241101 John Doe
cc: Dr. Emily Smith
Head to Toe Assessment
General Appearance: John appeared alert and active, with appropriate posture and body movements for his age. He interacted well with his caregivers and the examiner, showing developmental behaviors typical for a 5-year-old.
Vital Signs: John's temperature was 37.2°C, heart rate 98 bpm, respiratory rate 22 breaths per minute, blood pressure 90/60 mmHg, and oxygen saturation 98%. All values were within age-appropriate norms.
Head, Face, and Neck: John's head shape was normal with no swelling or masses. His neck was mobile, and lymph nodes were not palpable.
EENT
Eyes: Eyelids were symmetrical, sclera white, conjunctiva clear, pupils equal and reactive to light, and extraocular movements were intact.
Ears: External ears were well-aligned with no discharge. Tympanic membranes appeared normal, and he responded appropriately to sound.
Nose and Sinuses: Nasal patency was good with no discharge. Septum was midline, and there was no sinus tenderness.
Mouth and Throat: Lips, tongue, and gums were healthy. Teeth were erupting as expected, and mucous membranes were moist.

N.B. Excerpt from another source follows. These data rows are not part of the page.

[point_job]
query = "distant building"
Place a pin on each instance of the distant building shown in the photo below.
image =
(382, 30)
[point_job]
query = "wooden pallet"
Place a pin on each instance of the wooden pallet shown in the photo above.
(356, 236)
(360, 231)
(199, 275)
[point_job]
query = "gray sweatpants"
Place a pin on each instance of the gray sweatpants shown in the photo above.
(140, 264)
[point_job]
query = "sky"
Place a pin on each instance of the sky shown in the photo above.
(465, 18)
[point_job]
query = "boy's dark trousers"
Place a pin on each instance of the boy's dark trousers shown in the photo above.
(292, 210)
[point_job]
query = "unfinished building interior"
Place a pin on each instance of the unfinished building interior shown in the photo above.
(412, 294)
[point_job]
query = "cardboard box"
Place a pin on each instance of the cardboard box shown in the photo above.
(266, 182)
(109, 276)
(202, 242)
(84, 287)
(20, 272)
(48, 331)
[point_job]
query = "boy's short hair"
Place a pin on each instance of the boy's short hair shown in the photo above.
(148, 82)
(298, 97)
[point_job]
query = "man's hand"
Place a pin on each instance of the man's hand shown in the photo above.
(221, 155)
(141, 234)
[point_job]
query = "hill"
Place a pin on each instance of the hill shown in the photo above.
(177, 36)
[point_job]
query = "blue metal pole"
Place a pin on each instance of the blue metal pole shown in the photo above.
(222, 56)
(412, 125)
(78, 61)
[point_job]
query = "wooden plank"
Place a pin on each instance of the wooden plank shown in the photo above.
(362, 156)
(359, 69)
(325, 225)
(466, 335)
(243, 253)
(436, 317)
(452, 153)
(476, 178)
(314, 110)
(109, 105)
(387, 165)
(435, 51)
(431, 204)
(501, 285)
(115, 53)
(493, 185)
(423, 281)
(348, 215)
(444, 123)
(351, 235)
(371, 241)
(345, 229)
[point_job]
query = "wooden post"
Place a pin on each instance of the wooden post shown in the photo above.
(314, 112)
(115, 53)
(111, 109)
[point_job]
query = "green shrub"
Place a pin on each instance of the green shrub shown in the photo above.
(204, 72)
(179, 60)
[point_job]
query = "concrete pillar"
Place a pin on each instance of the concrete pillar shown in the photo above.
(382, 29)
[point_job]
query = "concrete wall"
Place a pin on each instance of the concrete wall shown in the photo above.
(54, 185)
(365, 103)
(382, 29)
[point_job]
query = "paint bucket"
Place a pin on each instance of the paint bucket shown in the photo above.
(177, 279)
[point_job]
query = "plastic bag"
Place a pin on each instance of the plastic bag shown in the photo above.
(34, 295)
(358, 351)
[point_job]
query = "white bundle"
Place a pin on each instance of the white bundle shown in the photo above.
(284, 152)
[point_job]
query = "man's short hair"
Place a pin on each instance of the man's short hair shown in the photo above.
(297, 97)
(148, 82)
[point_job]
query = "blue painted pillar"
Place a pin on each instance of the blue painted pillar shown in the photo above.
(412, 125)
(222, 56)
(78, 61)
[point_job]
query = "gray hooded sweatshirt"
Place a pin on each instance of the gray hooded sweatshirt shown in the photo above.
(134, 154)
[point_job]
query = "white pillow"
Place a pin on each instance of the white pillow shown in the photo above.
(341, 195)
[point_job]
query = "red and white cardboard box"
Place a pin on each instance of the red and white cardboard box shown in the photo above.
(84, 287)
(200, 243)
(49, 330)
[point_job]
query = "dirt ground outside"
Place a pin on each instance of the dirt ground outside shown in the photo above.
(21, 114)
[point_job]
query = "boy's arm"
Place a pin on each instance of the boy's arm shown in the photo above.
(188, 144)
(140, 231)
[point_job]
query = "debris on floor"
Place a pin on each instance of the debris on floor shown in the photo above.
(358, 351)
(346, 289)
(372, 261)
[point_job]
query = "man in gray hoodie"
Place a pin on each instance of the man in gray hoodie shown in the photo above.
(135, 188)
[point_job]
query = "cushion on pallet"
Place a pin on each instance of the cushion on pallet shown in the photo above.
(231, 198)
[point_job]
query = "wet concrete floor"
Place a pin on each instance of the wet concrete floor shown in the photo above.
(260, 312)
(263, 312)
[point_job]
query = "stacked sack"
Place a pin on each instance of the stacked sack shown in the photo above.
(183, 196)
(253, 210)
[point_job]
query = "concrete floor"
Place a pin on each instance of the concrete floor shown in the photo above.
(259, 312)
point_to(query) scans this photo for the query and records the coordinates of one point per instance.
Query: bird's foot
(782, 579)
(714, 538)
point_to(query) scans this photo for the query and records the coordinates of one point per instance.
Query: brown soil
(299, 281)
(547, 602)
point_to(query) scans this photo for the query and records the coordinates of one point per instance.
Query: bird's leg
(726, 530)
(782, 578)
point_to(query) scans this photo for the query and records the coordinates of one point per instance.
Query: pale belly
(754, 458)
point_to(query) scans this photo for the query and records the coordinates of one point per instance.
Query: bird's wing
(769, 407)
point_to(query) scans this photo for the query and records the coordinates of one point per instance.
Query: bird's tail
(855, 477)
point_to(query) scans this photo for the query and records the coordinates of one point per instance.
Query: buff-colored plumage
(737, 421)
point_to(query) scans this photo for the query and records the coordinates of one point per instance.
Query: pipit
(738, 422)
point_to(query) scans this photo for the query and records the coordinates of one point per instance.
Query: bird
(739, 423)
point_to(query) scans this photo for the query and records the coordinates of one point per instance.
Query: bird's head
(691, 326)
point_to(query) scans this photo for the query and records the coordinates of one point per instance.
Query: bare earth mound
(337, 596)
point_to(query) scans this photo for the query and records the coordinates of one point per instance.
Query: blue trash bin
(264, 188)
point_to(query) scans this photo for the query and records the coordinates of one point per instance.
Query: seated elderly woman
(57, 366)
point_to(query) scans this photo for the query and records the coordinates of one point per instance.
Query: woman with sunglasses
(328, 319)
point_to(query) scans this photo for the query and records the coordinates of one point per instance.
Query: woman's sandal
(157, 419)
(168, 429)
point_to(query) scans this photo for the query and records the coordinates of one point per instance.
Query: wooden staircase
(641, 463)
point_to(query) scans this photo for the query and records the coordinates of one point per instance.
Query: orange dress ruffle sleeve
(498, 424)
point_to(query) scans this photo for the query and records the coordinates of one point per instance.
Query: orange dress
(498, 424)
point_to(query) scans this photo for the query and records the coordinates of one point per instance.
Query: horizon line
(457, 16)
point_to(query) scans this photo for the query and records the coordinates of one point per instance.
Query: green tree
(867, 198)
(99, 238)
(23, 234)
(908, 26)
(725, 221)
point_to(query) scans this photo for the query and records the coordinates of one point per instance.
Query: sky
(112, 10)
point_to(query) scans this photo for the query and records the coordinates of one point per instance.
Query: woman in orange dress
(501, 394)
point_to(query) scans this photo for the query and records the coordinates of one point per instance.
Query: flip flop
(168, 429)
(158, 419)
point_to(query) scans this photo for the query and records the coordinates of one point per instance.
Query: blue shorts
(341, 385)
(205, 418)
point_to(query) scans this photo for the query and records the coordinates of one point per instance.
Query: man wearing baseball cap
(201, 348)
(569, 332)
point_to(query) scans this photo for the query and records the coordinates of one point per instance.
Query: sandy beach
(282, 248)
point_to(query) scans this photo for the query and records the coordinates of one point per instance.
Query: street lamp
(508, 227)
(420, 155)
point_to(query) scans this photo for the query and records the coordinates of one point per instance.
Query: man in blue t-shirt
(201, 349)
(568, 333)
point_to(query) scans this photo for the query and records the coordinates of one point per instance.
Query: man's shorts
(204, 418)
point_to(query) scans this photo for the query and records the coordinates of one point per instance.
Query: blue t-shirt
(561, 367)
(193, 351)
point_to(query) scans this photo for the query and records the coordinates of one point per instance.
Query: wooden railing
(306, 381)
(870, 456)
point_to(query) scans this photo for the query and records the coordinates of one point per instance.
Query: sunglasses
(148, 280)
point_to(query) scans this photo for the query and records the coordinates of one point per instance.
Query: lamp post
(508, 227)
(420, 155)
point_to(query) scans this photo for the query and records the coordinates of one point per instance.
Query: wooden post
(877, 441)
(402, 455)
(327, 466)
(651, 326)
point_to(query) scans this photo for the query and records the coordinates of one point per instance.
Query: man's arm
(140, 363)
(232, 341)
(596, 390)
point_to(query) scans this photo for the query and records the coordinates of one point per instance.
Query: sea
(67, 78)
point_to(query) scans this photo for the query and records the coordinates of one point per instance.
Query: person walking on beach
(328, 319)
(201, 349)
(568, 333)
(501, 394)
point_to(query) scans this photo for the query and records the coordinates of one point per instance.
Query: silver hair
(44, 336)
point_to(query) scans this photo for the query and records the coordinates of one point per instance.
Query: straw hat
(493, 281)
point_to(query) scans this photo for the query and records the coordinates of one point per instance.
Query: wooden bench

Tonsils were not enlarged.
Thorax:
Respiratory: Respiratory rate was regular with no use of accessory muscles. Breath sounds were clear bilaterally.
Cardiac: Heart rate was regular with no murmurs. Peripheral pulses were strong, and capillary refill was less than 2 seconds.
Abdomen: Abdomen was soft with normal bowel sounds. No tenderness or masses were noted.
Extremities and Musculoskeletal: Symmetrical limb movements with full range of motion. No swelling or deformities observed.
Skin: Skin was warm and dry with no rashes or lesions. Birthmarks were noted but not concerning.
Neurological: John was conscious and responsive. Reflexes were appropriate for age, and gross motor skills were developing well.
School Progress: John's teacher, Mrs. Green, reported that he is doing well academically but sometimes struggles with focus. His parents noted that stimulant medication has helped him maintain attention throughout the school day.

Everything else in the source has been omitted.